The Sutras, or threads, attempt to apply a systematic principle to yoga practice and provide a structure known as the eight limbs which can be taken to take control over the mind. These eight limbs are referred to as Ashtanga Yoga, covering:

  • Yama – five social restraints and ethical values including non-violence, truthfulness, non-stealing, continence, non-greed and abstinence
  • Niyama – five personal observances including purity, contentment, accepting pain without causing it, spiritual study and surrender

(try comparing these to the Ten Commandments, or Buddhist Precepts)

  • Asana – physical postures (This is where most people generally get into yoga)
  • Pranayama – breath control
  • Pratyahara – withdrawal of the senses
  • Dharana – concentration
  • Dhyana – meditation
  • Samadhi – superconsciousness

Finally, the Hatha Yoga Pradipika was written in medieval times in the fifteenth century, and focussed on the use of Asana, Kriya (purification practices), Pranayama, and Mudras and Bandhas which are subtle but powerful energy locks and seals which help to direct and contain Prana, the life force which is within us. Some would argue that this is the true alchemy, turning our worldly selves into spiritual gold.

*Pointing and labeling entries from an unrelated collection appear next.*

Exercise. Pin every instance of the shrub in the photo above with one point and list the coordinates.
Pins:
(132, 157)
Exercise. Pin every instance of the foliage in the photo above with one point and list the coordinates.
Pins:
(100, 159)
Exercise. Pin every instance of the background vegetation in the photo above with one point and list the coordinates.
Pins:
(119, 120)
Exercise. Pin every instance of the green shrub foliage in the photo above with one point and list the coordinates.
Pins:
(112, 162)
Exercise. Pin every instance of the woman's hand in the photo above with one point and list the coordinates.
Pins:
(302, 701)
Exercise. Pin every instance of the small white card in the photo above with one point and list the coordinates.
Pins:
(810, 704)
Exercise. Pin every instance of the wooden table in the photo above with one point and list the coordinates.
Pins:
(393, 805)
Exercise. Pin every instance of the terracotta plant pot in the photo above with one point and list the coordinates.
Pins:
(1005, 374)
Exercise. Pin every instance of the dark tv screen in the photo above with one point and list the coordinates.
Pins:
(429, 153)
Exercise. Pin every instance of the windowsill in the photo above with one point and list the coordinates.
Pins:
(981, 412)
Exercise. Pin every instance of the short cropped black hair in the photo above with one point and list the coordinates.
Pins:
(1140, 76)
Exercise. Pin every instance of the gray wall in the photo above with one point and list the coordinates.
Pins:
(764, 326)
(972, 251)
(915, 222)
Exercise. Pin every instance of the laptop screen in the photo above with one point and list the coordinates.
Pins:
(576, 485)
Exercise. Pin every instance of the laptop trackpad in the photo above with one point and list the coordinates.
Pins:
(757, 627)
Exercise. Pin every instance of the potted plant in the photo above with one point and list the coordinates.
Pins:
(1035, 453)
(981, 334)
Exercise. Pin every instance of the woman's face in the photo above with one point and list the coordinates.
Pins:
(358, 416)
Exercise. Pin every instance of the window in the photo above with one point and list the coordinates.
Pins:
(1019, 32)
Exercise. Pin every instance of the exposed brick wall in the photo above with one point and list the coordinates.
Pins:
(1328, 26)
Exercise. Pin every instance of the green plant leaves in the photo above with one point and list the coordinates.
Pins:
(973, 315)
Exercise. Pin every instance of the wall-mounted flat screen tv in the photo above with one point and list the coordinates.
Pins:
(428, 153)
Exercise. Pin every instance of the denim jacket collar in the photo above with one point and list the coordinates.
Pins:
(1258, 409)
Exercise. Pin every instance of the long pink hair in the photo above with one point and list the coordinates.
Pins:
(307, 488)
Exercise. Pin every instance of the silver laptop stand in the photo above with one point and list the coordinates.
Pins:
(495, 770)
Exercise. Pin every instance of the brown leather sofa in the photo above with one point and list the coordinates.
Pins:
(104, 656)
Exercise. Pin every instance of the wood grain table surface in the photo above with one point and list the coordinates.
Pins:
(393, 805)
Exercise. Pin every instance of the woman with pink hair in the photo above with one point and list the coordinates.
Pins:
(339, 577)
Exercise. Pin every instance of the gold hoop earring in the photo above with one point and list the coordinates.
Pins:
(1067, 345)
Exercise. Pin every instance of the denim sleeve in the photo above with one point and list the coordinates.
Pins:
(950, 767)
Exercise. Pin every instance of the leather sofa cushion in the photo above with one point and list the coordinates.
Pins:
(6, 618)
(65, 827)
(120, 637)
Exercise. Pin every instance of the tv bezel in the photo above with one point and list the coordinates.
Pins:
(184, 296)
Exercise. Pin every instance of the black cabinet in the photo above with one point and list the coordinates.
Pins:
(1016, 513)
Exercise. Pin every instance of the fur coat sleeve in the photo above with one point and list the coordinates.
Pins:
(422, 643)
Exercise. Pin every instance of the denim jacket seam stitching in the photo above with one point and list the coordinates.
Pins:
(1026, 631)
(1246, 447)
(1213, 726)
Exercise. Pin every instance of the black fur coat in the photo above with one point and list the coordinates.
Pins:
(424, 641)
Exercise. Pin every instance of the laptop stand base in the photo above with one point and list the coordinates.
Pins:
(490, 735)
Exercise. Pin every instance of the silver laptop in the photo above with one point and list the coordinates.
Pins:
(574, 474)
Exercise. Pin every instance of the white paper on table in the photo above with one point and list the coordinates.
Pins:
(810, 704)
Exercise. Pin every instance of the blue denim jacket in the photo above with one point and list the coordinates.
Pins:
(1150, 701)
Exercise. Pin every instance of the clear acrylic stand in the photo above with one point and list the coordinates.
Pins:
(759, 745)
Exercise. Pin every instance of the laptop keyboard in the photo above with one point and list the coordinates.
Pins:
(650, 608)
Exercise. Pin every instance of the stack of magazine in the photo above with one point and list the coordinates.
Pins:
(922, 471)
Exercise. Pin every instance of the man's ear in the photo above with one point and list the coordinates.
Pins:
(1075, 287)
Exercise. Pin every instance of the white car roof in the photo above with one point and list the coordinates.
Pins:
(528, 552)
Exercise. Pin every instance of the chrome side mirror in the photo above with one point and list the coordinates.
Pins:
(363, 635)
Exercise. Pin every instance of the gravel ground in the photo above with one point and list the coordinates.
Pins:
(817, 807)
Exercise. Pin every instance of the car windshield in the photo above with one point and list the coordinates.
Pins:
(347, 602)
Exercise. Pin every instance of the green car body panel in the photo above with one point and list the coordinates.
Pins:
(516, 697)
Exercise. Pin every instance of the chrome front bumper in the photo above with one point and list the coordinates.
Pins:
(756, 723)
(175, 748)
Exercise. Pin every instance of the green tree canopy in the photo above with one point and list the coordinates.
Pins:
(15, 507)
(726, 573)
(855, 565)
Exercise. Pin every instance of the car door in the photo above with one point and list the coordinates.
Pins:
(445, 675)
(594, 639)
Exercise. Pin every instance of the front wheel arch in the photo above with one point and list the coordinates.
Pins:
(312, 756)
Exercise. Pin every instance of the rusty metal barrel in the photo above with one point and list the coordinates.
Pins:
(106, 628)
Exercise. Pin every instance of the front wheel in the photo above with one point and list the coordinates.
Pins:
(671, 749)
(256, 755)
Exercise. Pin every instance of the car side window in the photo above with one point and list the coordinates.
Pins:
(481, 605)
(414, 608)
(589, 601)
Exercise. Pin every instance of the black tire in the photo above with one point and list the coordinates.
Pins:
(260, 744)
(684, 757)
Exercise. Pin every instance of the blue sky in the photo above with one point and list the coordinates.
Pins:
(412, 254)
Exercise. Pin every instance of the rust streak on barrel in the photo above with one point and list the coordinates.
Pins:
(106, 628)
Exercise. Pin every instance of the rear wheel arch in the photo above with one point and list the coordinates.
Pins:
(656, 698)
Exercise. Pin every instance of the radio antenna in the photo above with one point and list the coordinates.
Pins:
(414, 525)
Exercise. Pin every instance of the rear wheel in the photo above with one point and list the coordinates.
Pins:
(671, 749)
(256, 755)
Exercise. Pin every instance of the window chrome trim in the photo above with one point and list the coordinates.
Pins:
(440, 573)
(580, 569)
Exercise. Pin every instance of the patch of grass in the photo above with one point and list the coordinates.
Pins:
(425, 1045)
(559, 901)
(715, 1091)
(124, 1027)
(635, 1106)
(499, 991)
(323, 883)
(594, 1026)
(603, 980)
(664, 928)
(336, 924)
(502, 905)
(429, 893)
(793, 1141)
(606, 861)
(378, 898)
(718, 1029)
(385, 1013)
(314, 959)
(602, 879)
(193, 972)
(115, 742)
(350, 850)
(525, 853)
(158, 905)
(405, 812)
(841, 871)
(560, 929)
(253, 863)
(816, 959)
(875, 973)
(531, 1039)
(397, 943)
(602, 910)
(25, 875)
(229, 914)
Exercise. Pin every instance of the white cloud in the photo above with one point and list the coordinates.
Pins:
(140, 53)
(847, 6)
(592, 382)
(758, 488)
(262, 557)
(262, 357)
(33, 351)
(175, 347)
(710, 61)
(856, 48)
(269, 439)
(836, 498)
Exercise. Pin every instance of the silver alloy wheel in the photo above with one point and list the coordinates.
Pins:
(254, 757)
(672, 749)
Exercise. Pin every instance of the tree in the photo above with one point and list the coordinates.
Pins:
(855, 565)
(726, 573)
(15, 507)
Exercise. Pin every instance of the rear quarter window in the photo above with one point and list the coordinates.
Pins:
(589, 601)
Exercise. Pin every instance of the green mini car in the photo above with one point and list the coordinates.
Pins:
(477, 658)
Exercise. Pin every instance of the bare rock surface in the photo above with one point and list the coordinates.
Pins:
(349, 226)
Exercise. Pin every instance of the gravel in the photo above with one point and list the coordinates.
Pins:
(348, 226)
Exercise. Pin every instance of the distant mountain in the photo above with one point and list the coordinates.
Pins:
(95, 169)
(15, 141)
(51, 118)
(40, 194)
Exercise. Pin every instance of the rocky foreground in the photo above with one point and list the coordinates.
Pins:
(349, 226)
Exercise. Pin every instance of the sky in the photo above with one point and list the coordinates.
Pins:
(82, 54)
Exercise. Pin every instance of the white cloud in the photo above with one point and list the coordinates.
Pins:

Modern yoga focuses on the physical postures and indeed this is where most western yoga classes focus their attention. This is a result of Krishnamacharya who lived between 1888 and 1989 – 101 years! He was a great teacher who taught B. K. S. Iyengar (Iyengar Yoga), Patabi Jois (Ashtanga Vinyasa Yoga) and his son T. K. V. Desikachar (Viniyoga). These are some of the great Hatha Yoga ‘brands’ which most people who practice yoga are aware of.

So what are the benefits of practicing yoga?

There are so many. It is great for curing bad backs, by helping to improve core strength around the abdomen, and in doing so it helps to improve posture. It also helps to stretch and strengthen muscles in a way which helps to heal injuries, or simply just stops muscles aching as a result of hard physical exercise, leading to greater flexibility.

Yoga helps to heal from within by helping to release physical and mental tensions, resulting in less anxiety. This leads to more energy and a stronger immune system, better sleep, better moods, more focus and vitality. It is interesting that people who practice yoga on a regular basis just don’t get ill as often. Even those who come to a class once a week always sleep really well on that night.

The physical postures help to stretch and strengthen the muscles, and open up the joints to allow circulation of synovial fluid which helps to lubricate and nourish these areas. By bending and stretching, the internal organs are massaged and the nerves are toned. The heart rate increases and the lungs are expanded which helps to develop greater lung capacity.

All of this helps to purify the body by releasing chemical and mental toxins which helps to relax the body and mind relating in less anxiety, more positive thoughts and greater self acceptance.